Ah, pero no es para contar esta historia truculenta por lo que me he puesto a escribir estas líneas, sino por lo que apunta el novelista a propósito de esta pobre mujer, Thinka, muerta a los diecisiete años: “Thinka desfallecía en su esperanza. La culpa de todo la tenía aquella horrible vergüenza de sí. Thinka había sido demasiado orgullosa, demasiado pagada de sí misma, demasiado llena de vanidad. Ni sabía avergonzarse con sencillez y modestia ni sabía ser cínica. Buscaba una salida. Pero no la encontró en sí misma.

Como no era creyente, tampoco la encontró en Dios. El doctor Bar había prescindido de Dios en la educación de sus hijos. Entonces Thinka buscó un hombre en quien hallar apoyo. Topó con el tío Ross. Le amó. Ante él no sentía la menor vergüenza. El amor la extingue. El tío tuvo la culpa. El tío la embarazó. El tío la sedujo.

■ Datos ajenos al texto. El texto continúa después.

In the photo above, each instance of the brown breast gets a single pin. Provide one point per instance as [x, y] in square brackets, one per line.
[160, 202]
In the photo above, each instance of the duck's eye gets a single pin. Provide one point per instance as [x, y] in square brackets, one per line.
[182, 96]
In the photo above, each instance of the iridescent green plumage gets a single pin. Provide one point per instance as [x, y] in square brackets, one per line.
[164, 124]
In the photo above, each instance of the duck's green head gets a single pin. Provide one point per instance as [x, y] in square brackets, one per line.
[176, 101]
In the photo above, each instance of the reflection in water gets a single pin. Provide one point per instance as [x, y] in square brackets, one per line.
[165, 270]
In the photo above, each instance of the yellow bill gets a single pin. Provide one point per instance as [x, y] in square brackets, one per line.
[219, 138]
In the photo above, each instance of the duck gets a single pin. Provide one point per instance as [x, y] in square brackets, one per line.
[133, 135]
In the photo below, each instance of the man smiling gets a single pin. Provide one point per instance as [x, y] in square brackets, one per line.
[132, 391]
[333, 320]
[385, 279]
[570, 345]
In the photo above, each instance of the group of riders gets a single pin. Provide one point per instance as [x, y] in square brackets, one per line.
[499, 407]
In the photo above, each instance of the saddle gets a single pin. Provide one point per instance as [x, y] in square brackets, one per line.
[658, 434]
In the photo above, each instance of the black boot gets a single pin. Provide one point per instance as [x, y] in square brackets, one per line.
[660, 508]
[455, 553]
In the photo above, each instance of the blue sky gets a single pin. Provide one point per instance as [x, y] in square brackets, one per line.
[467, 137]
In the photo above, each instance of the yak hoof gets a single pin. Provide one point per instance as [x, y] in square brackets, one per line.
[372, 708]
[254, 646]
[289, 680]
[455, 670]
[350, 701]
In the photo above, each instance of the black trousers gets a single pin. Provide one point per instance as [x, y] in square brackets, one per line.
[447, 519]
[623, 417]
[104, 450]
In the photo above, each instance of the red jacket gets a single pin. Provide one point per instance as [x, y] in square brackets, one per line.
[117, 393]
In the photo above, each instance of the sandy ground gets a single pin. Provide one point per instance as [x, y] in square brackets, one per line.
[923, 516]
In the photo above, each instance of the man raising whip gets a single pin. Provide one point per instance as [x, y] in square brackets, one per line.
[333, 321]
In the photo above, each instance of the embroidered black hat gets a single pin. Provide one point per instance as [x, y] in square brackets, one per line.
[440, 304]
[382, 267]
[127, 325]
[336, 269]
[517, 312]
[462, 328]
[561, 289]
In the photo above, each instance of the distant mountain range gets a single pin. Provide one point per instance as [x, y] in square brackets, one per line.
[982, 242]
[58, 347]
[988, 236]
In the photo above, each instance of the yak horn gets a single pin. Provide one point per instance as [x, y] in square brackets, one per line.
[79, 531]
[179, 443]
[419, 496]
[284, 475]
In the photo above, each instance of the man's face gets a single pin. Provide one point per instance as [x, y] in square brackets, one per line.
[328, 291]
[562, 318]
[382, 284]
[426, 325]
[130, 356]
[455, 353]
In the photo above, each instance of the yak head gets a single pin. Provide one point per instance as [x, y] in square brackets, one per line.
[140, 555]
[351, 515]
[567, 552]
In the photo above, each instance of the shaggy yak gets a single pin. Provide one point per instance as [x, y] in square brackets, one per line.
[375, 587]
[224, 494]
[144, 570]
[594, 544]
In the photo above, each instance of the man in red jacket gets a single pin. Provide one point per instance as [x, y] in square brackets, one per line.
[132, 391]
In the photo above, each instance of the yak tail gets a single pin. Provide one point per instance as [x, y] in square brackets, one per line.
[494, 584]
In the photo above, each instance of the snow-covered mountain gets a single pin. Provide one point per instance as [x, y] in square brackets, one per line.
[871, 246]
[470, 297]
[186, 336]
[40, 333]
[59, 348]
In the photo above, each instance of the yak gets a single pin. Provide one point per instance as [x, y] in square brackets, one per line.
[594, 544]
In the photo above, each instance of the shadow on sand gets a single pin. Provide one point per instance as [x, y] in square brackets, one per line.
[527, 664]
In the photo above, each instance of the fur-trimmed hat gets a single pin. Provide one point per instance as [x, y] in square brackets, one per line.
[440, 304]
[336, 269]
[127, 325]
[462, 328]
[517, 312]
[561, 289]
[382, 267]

El tío encendió la llama de su deseo”.Y aquí acaba la historia. Y me quedo con esta frase, que tiene todo el cariz de una advertencia: el que no tiene a Dios para apoyarse, se apoyará en el primero que pase, con todos los riesgos y sinsabores que esto podría comportar. Como sucedió con Thinka. Como sucede casi siempre.